Y allí estaban los tres niños rubios, sentados en el
banco de aquél parque, riéndose descontroladamente de los tres niños de pelo
castaño que jugaban enfrente de ellos. Yo los miraba, no eran más que niños de
diez años y no podía evitar reírme de su comportamiento. Entonces, los tres
chicos de pelo castaño se dieron la vuelta, mirándolos y se paró el tiempo.
Yo temblé
al verlos, sentía lo que verdaderamente estaba pasando, en ese momento no eran
niños, eran los reyes de la selva, se miraban, se movían inquietos, gruñían,
eran los leones más fieros que nadie ha visto jamás y de repente pasó,
empezaron a galopar velozmente hacia sus enemigos, la baba les caía por la
comisura de los labios, el cielo se volvió negro y la única luz que había era
la que salía de sus iris enfurecidos, en forma de rayos. Me puse de pie, creo
que grité, no me acuerdo, pero en un momento todos los que estaban en ese
parque se percataron de la pelea, los mayores gritaban, no sé si los alentaban,
los regañaban o simplemente se reían del espectáculo como si de un circo romano
se tratase.
Y al fin, los leones se juntaron, chocaron sus
manos, arañaron sus rostros, mordieron su piel. Uno cayó al suelo, vi su boca,
donde antes había espuma y rabia ahora había sangre, era uno de los niños
rubios, rápidamente sus compañeros fueron a ayudarle, no iba a terminar nunca, decidí
poner fin a aquella batalla pero no pude, la hierba del césped se había
enredado entre mis botas y subía por mis piernas paralizándome.
Entonces
llegó el final: el niño rubio empezó a llorar descontroladamente, estaba
asustado y empezó a gritar: ¡Mamá! ¡Mamá!
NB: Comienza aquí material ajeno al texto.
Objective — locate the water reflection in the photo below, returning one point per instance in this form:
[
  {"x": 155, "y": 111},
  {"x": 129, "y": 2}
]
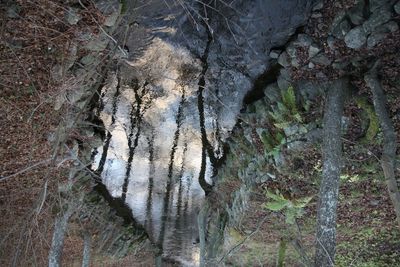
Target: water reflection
[{"x": 154, "y": 155}]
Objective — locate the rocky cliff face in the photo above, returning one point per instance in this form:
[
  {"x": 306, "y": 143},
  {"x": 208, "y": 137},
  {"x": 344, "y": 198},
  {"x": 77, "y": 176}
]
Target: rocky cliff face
[{"x": 170, "y": 104}]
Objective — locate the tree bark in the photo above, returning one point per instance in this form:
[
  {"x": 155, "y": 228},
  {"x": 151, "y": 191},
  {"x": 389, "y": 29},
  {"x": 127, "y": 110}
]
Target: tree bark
[
  {"x": 87, "y": 240},
  {"x": 57, "y": 243},
  {"x": 388, "y": 160},
  {"x": 329, "y": 189}
]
Ella apareció entre la multitud que
los rodeaba y corriendo lo abrazó. Se había terminado la pelea, el sol empujó a
la noche que hasta ese momento nos rodeaba y me di cuenta: solo era una pelea
de niños de diez años, de niños rubios y de niños morenos, en definitiva, de
niños diferentes. Era su rebelión, su manera de demostrar que eran distintos y
dejar claro a qué grupo pertenecían.